The IW refers to the introduction of tariffs in the USA, which would have had similar effects: “The introduction of the US tariffs meant that jobs in the US steel industry could be saved, but in the downstream steel processing industries, up to 200,000 in 2002 and 2018 According to initial estimates, around 75,000 jobs have been lost. “

The EU Commission is passing the problem on to the manufacturing industry

The summary of the IW is correspondingly sobering: “The border adjustment mechanism in the form planned by the EU Commission is not suitable for maintaining the protection against carbon leakage risks that has been in effect so far,” the authors write. Carbon leakage describes the relocation of production capacities abroad due to CO2 costs.

Companies that process steel and other raw materials in Europe would have to face higher costs that their non-European competitors would not have to shoulder to the same extent. Therefore, the probability of relocation to non-European countries increases for downstream industries, the authors warn.

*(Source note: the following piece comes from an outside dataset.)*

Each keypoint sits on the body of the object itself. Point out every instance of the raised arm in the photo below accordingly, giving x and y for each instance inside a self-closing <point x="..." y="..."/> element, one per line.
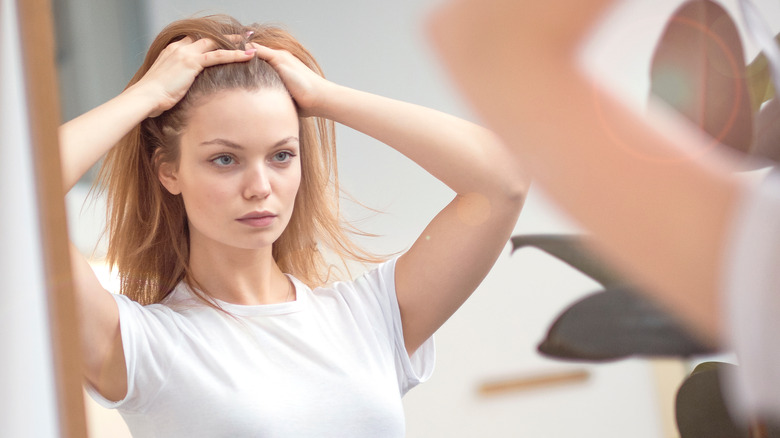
<point x="458" y="248"/>
<point x="659" y="204"/>
<point x="82" y="142"/>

“By stopping the protection of basic industries such as steel production, the EU Commission deprives the downstream stages of the value chain such as the steel processing industry from being competitive”, criticizes Christian Vietmeyer, General Manager of the German Steel and Metalworking Association (WSM). Steel is becoming more expensive for the steel processing industry in Europe, while competition from countries outside the EU does not have to bear the burden. “The carbon leakage risk is thus shifted one step further to the processor,” said Vietmeyer.

Metal processing company

Higher steel prices are having a negative impact on several economically relevant sectors in Germany.

(Photo: dpa)

“The steel processing companies in the EU would clearly feel the distortion of competition in two ways: Competing imported products, such as deep-drawn sheet metal parts from Asia, enter the European markets without border adjustment levies and thus have an unfair competitive advantage. And the company’s own products have to compete on the export markets outside the EU with products that were manufactured without a border adjustment tax, ”said Vietmeyer.

Therefore, the border adjustment mechanism must relate to the entire value chain up to the end consumer. “This could be done through a system comparable to sales tax, in which the entrepreneurs in the value chain remain unencumbered by the burden when buying and the relief when selling,” he recommends.

Other experts also see the risks outlined in the study. For example, the Science and Politics Foundation (SWP) pointed out the dangers for the manufacturing industry in a study published in July.

The steel manufacturers themselves are not happy with the CO2 border adjustment either. You absolutely want to keep the free allocation of CO2 certificates in emissions trading. The companies complain that a CO2 border adjustment does not offer sufficient protection for the export of steel from Europe to other regions of the world. They also warn that a CO2 border adjustment could provoke a trade war.

More: How the economy reacts to the EU climate plans.